How is this Peer To Peer Lending Industry segmented and which is the largest segment?
The P2P lending industry research report provides comprehensive data (region-wise segment analysis), with forecasts and estimates in 'USD billion' for the period 2024-2028, as well as historical data from 2018-2022 for the following segments.
Business Segment
Traditional lending
Marketplace lending
End-user
Individual consumer
Small businesses
Large businesses
Real estate
Loan Type
Secured
Unsecured
Purpose Type
Repaying Bank Debt
Credit Card Recycling
Education
Home Renovation
Buying Car
Family Celebration
Others
Geography
APAC
China
North America
Canada
US
Europe
UK
South America
Middle East and Africa
By Business Segment Insights
The traditional lending segment is estimated to witness significant growth during the forecast period.
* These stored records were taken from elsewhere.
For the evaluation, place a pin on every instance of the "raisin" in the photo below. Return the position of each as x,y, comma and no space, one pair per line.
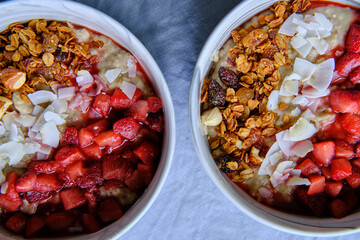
229,77
227,164
216,94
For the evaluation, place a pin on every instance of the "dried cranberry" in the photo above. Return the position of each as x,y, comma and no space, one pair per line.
229,77
227,164
216,94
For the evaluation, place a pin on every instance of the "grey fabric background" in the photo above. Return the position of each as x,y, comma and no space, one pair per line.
189,206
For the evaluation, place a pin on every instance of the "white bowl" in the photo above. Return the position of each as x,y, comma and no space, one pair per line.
15,11
303,225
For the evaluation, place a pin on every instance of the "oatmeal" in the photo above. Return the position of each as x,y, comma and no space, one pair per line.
278,91
80,129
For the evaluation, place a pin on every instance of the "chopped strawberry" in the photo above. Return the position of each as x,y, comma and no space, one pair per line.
154,104
91,178
147,152
34,225
350,123
11,192
155,121
317,184
109,210
324,152
139,110
356,162
352,43
326,171
355,76
47,183
127,127
135,181
343,101
344,149
333,188
75,170
89,223
9,205
91,200
346,63
72,198
61,220
316,203
43,166
26,182
94,114
340,169
67,155
17,222
109,139
93,151
130,156
308,167
34,196
119,100
147,172
115,167
102,104
85,137
353,180
70,136
99,126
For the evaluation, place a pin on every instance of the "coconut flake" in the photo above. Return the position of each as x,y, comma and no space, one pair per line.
76,101
37,110
302,148
319,44
25,120
273,101
131,63
56,118
8,148
66,93
84,77
304,68
300,100
295,181
265,193
301,130
285,145
41,96
128,88
112,74
50,134
273,149
288,27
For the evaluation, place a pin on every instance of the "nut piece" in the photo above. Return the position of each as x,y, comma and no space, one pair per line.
12,78
4,105
212,117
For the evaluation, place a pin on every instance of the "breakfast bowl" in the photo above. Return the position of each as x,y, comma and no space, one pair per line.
87,123
269,117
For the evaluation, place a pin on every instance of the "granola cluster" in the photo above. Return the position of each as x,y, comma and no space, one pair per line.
241,100
41,52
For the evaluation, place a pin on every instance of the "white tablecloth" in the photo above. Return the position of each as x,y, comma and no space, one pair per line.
189,206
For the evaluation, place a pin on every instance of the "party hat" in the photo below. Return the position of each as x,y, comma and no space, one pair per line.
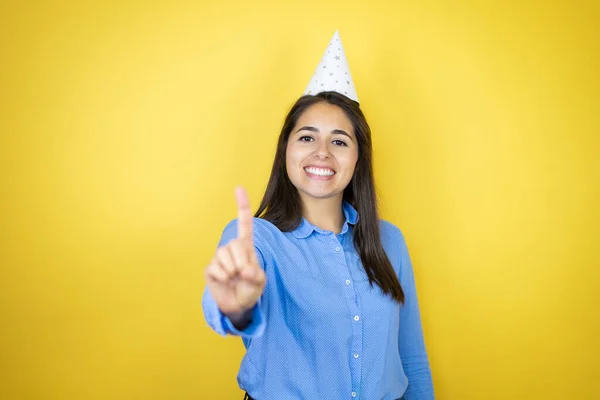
333,73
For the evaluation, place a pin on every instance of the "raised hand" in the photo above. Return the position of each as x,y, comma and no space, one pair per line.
234,277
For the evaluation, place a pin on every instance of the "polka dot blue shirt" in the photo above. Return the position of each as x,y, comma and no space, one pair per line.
320,330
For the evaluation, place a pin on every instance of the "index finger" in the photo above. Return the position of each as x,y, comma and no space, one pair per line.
244,214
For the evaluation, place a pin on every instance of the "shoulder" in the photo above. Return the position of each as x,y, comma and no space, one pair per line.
389,231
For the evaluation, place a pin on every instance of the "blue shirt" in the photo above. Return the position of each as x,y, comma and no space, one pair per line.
319,330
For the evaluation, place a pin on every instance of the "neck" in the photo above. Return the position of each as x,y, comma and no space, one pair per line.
327,214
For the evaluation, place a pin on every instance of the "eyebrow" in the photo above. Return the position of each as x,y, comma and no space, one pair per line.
335,131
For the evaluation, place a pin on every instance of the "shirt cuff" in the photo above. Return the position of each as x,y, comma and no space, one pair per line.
255,328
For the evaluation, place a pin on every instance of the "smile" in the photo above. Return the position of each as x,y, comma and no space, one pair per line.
320,172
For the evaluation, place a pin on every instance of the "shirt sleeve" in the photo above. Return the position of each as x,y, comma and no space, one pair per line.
214,317
411,343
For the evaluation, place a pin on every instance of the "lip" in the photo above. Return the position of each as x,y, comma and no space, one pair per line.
318,177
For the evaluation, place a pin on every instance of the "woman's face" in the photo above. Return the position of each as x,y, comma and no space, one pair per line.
321,153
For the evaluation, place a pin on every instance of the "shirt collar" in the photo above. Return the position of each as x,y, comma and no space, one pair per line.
306,228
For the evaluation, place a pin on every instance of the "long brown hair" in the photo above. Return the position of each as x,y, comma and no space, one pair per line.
281,203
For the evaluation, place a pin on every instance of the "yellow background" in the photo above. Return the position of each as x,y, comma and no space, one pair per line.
126,125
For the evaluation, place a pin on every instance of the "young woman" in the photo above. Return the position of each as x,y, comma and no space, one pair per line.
319,288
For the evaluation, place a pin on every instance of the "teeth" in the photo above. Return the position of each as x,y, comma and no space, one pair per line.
319,171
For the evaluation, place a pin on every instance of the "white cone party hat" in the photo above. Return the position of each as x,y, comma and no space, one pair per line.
333,73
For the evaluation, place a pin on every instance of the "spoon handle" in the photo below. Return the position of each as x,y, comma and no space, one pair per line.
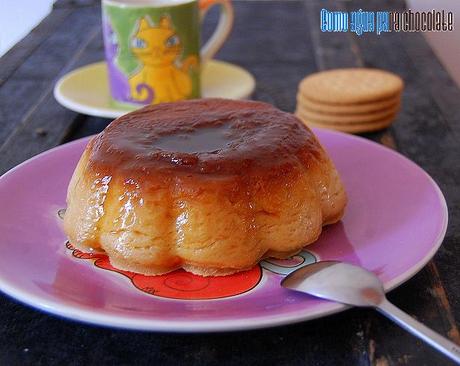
439,342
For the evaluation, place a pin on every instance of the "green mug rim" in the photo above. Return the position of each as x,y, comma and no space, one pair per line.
133,5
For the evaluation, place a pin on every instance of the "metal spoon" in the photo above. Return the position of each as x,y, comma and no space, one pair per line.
354,285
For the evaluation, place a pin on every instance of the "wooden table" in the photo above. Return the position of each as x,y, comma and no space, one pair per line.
279,42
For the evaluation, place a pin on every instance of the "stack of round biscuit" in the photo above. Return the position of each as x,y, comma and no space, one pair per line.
349,100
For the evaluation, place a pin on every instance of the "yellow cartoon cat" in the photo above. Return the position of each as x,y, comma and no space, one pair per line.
159,78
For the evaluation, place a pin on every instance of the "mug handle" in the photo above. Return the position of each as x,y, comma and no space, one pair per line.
215,42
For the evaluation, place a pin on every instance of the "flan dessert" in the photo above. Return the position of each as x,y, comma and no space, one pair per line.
211,186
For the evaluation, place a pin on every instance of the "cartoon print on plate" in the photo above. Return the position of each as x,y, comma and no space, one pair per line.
183,285
161,76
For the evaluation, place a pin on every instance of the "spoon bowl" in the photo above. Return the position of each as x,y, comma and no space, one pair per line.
353,285
337,281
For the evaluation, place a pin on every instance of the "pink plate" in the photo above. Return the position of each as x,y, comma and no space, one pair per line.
394,223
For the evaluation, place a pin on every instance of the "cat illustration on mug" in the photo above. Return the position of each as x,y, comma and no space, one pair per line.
161,76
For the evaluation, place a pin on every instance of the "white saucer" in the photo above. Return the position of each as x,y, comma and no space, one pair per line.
86,90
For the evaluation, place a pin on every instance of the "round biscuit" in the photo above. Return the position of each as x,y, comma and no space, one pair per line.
353,85
357,108
351,128
350,118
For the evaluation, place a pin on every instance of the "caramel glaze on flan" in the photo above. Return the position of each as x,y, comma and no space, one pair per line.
211,186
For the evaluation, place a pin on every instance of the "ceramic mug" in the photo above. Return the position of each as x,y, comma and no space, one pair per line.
152,47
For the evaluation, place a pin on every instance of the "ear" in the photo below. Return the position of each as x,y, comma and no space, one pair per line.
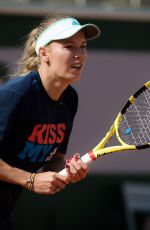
43,54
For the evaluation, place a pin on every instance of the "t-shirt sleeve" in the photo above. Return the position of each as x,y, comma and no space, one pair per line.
72,103
8,109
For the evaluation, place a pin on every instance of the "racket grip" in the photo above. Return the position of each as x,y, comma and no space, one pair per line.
85,158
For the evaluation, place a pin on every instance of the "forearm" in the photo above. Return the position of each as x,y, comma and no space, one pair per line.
13,175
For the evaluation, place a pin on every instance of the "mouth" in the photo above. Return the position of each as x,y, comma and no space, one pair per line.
76,66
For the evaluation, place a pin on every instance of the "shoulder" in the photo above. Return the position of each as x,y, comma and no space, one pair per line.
15,89
19,85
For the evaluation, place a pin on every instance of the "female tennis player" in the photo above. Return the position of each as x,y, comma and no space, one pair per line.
37,110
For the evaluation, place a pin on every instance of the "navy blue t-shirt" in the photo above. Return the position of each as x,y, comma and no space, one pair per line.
32,125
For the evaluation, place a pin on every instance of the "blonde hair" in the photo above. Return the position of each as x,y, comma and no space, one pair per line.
30,60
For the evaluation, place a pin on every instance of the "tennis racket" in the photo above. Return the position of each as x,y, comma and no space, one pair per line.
131,128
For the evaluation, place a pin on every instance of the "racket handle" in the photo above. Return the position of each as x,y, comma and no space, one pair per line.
85,158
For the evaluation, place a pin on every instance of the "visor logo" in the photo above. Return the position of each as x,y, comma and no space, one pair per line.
74,23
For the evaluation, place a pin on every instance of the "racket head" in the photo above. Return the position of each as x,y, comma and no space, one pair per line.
132,124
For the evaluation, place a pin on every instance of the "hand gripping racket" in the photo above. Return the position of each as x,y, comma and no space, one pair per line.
131,127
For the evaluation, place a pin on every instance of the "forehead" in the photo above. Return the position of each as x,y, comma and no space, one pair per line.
79,37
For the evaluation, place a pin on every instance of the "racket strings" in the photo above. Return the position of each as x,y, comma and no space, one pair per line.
134,128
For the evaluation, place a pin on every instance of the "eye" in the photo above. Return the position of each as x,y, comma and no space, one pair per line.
84,46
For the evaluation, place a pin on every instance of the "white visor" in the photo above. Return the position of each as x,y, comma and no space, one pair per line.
63,29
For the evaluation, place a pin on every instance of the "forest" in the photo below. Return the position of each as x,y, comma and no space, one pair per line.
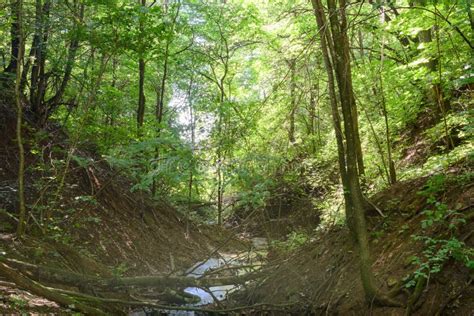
236,157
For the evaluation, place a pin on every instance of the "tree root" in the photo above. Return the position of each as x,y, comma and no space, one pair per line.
420,285
49,294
The global Peer-to-Peer (P2P) lending market experienced significant growth in 2023, with traditional P2P lending holding a substantial market share. This form of money lending, where platforms facilitate transactions between borrowers and investors, offers advantages such as high transparency, simple investment structures, and efficient debt collection. Increasing consumer and business demand for alternative lending options, driven by the need for funds, propels market expansion. Key sectors In the P2P lending landscape include consumer loans, business loans, inventory purchase, and loan structuring. P2P platforms enable loan transactions for various purposes, including debt consolidation, medical expenses, small businesses, microenterprises, student loans, green lending, and home improvement.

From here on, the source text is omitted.